Fentanyl pectin nasal spray (PecFent®) uses a novel
pectin-based delivery system that turns from an aqueous
solution into a gel when applied to mucosal surfaces.
Fentanyl is absorbed in a controlled manner from the
pectin gel formed in the nasal cavity, and has a rapid onset of
pain relief and duration of action that matches the time course of a typical episode of
breakthrough pain in
cancer (BTPc). Relative to administration as oral transmucosal
fentanyl,
fentanyl administered as
fentanyl pectin nasal spray is more rapidly absorbed, reaches higher maximum plasma concentrations and has greater bioavailability. In the treatment of BTPc in two randomized, double-blind, crossover trials in
opioid-tolerant adults,
fentanyl pectin nasal spray (100-800 μg titrated doses) was significantly more effective than placebo in reducing
pain intensity and provided a significantly faster onset of
pain relief than oral immediate-release
morphine.
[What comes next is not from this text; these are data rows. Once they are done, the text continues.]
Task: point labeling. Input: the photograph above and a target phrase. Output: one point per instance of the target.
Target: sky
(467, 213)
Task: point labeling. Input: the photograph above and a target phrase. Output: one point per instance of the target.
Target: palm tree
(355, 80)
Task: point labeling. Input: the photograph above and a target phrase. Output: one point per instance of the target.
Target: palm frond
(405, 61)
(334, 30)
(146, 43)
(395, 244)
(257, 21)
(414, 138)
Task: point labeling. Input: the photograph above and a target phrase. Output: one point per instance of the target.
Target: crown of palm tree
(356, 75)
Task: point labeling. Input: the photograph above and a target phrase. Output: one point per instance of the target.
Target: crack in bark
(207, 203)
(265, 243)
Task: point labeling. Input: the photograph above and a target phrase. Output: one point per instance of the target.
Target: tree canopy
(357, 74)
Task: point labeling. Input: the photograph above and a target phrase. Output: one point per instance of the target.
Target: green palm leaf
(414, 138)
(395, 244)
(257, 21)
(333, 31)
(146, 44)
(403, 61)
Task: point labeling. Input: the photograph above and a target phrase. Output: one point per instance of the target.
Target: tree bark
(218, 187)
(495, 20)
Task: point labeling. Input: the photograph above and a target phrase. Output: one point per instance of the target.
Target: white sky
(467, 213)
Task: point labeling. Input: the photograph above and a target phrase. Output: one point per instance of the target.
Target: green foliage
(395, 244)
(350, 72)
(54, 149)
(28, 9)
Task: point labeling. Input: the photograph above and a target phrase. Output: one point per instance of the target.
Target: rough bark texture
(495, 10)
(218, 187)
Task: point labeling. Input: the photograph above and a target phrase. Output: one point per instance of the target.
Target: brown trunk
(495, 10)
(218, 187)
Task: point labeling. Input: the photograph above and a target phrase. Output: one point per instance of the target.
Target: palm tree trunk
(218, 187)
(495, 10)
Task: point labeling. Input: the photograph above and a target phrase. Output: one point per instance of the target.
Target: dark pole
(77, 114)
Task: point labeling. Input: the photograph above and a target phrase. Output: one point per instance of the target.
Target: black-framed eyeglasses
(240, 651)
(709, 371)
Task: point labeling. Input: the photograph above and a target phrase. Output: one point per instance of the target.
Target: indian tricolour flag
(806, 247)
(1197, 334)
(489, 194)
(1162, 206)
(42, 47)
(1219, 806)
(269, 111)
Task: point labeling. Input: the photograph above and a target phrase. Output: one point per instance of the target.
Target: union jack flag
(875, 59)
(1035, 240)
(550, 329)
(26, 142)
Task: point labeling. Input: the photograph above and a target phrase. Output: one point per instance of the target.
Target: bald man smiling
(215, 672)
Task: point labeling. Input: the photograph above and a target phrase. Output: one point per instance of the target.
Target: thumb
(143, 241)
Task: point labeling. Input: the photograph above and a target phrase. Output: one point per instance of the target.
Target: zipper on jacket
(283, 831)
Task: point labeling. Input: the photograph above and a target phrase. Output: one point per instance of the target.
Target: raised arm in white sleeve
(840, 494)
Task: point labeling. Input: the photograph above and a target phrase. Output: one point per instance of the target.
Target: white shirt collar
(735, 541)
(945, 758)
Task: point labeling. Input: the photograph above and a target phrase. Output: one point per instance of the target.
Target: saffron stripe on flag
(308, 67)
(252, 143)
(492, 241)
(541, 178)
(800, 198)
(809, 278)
During long-term treatment of BTPc episodes,
fentanyl pectin nasal spray consistently provided effective
pain relief in an open-label, 16-week trial. Most patients were satisfied or very satisfied with the ease of use and convenience of the
nasal spray.
Fentanyl pectin nasal spray 100-800 μg was generally well tolerated and was not associated with nasal tolerability problems.